Anyone even a year or two older than Pete himself will be able to guess where this is all going, but the magic is in getting there and Pete’s Dragon is one of the most gentle, deliberate versions of this particular story to come along in a long time. The stakes are real (a sequence where a briefly-unconscious Pete wakes up in a hospital and flees into the town only to be overwhelmed by the sheer unfamiliarity of it all is a bravura piece of filmmaking).

The emotionality is raw, especially as it begins to dawn on both boy and dragon (who, thanks to invisibility powers carried over from the original film, can observe his interactions with Howard’s family) that Pete needs to be returned to a human world where Elliot can’t be a constant presence – or maybe a presence at all – but there’s no false drama or unearned tension.

This is a slow, methodical story that trusts the youngsters to stay captivated by their own familiarity with the growing-pains dynamic at play and eschews explicit emotional exposition in favor of letting simple (or, in Elliot’s case, silent) reactions from the title characters set the mood. Even when things do begin to ramp up, with act two climaxing in a collision of misunderstandings where Pete’s official introduction of his new human friends (including Robert Redford as Howard’s somber Dragon-believing father) to Elliot morphs into a sequence of Urban and his flunkies capturing the Dragon that’s every bit as harrowing as E.T.’s home-invasion scene.

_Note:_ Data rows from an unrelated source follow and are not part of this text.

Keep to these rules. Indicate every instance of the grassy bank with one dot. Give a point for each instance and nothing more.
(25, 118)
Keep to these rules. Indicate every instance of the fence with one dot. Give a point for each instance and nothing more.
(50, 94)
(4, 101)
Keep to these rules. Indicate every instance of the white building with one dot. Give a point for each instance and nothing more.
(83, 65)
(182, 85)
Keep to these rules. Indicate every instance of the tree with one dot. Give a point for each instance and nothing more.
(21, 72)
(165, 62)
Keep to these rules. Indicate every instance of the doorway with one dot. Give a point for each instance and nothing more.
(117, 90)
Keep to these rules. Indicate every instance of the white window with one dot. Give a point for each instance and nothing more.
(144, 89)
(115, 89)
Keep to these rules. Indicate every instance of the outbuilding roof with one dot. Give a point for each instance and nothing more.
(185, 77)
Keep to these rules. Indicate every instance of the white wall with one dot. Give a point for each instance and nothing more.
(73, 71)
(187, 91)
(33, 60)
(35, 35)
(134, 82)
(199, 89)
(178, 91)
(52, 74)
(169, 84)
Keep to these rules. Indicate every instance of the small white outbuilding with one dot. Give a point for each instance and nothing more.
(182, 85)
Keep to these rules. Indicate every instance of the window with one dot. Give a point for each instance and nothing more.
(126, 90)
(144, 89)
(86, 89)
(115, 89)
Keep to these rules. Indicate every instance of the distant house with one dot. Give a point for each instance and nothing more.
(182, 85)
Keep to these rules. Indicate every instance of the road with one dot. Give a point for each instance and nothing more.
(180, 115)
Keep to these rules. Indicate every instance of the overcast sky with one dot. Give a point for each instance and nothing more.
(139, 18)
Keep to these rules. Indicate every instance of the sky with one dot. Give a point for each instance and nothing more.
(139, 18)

It keeps things honest and doesn’t go for cheap points. Urban’s greedy, rifle-toting, tree-cutting villain feels about one red “Make America Great Again” hat away from being an outright caricature, but when the plot reaches put up or shut up time for its adult characters he’s allowed to manifest as a human being, albeit a misguided one.

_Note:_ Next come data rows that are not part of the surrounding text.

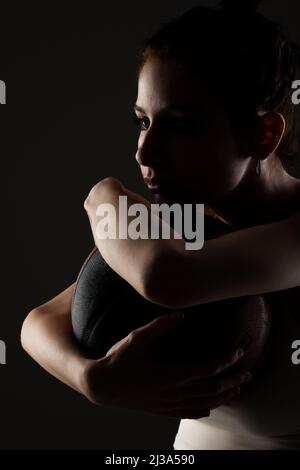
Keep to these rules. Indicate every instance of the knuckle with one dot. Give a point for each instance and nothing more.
(217, 389)
(132, 337)
(214, 369)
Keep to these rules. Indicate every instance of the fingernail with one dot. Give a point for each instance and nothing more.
(247, 377)
(179, 315)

The film is actually so committed to its own honesty and deliberate nature than it winds up coming in just shy of the ambitions its quality suggests, i.e. it’s so intimately-scaled and contemplative in its storytelling that it doesn’t quite rise to the levels of, say, The Iron Giant. But it’s a lovely and deeply moving feature that in its own quiet way proves a vital antidote to the sensory-overload that kid audiences tend to get from even the better films aimed at their age group in Summer months.

While children may not leave Pete’s Dragon with the kind of merchandise-craving sugar-high mindset that other kiddie releases aspire to, well… that’s not exactly what bedtime stories are for, in the first place.